Yes, make sure that he school has a copy of the court order on file.
If her wishes and feelings are to be taken into consideration, she doesn't want him to attend. Whatever happens, the evening will always have been spoilt for her but it would serve him right if he went and she didn't attend.
You really need to talk to the school about this. They may be able to help come to some agreement.

HopeWithNotes · 18/06/2026 13:50

Darragon · 16/06/2026 18:27

God situations like this make me really glad I'm not a school admin being pulled into the middle to sort out things between people that can't just sort themselves out and be adults for their children.

She hasn’t said she would get the school office involved. She has asked for opinions about a difficult situation caused by the girls Dad. I’m not sure your comment is helpful in anyway. Schools do and should support with difficult family dynamics anyway.

saraclara · 18/06/2026 14:27

HopeWithNotes · 18/06/2026 13:50

She hasn’t said she would get the school office involved. She has asked for opinions about a difficult situation caused by the girls Dad.
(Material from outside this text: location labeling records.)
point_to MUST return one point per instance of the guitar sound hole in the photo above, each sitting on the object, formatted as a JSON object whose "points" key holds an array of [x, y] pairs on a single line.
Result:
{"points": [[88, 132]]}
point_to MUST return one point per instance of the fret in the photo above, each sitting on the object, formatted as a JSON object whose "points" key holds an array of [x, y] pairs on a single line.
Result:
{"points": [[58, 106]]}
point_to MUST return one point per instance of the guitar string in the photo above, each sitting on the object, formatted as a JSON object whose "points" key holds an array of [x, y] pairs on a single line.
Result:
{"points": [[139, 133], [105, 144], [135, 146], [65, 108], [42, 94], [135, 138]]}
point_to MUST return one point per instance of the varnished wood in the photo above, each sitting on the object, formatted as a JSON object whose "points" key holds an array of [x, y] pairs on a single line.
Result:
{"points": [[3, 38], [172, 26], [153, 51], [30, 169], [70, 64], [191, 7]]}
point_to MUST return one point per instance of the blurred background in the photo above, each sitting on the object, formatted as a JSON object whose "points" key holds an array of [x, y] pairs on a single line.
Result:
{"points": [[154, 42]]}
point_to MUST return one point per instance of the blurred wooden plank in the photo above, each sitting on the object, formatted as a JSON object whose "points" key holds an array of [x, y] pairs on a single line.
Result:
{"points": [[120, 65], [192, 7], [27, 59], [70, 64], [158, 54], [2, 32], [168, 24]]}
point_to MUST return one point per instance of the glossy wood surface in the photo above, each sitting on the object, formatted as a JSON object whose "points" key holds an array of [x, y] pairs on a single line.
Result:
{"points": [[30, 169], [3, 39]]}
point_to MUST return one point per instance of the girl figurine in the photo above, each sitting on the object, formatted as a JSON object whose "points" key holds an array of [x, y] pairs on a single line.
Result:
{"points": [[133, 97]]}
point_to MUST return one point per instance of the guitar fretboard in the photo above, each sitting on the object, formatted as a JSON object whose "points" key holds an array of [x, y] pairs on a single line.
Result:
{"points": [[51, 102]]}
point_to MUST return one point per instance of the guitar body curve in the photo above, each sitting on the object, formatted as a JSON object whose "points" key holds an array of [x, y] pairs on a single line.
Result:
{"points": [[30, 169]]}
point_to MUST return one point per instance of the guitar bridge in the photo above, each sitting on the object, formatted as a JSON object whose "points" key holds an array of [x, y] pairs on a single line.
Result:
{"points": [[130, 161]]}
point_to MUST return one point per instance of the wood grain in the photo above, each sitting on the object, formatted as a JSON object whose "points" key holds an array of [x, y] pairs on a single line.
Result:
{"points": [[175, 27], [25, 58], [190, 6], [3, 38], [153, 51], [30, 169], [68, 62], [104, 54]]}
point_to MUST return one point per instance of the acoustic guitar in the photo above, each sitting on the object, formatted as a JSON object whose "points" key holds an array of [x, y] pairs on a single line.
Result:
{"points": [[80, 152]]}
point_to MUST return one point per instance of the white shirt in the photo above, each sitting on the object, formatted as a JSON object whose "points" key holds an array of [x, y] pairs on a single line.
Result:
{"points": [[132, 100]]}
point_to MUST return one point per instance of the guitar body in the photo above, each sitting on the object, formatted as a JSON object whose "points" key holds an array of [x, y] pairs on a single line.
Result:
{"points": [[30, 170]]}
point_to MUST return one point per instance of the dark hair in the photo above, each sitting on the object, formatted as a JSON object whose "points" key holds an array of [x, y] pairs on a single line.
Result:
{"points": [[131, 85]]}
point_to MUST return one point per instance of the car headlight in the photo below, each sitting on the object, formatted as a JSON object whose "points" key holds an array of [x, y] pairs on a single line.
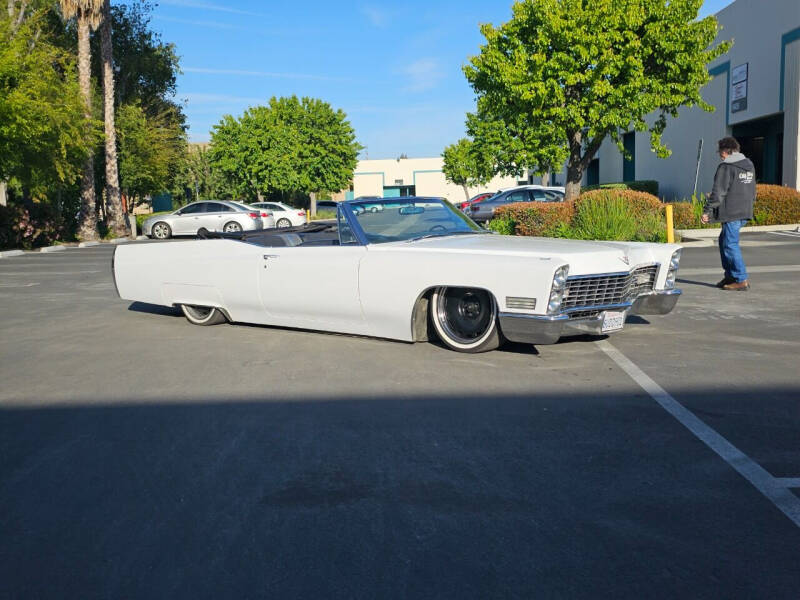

I’m not sure your comment is helpful in anyway. Schools do and should support with difficult family dynamics anyway.

There's only so much they can do though. They can't stop him from coming. They can't have a bouncer on site to throw him out. They have no power whatsoever to deal with the actual situation on the night. Legally he's entitled to the same information as OP and he's entitled to be there.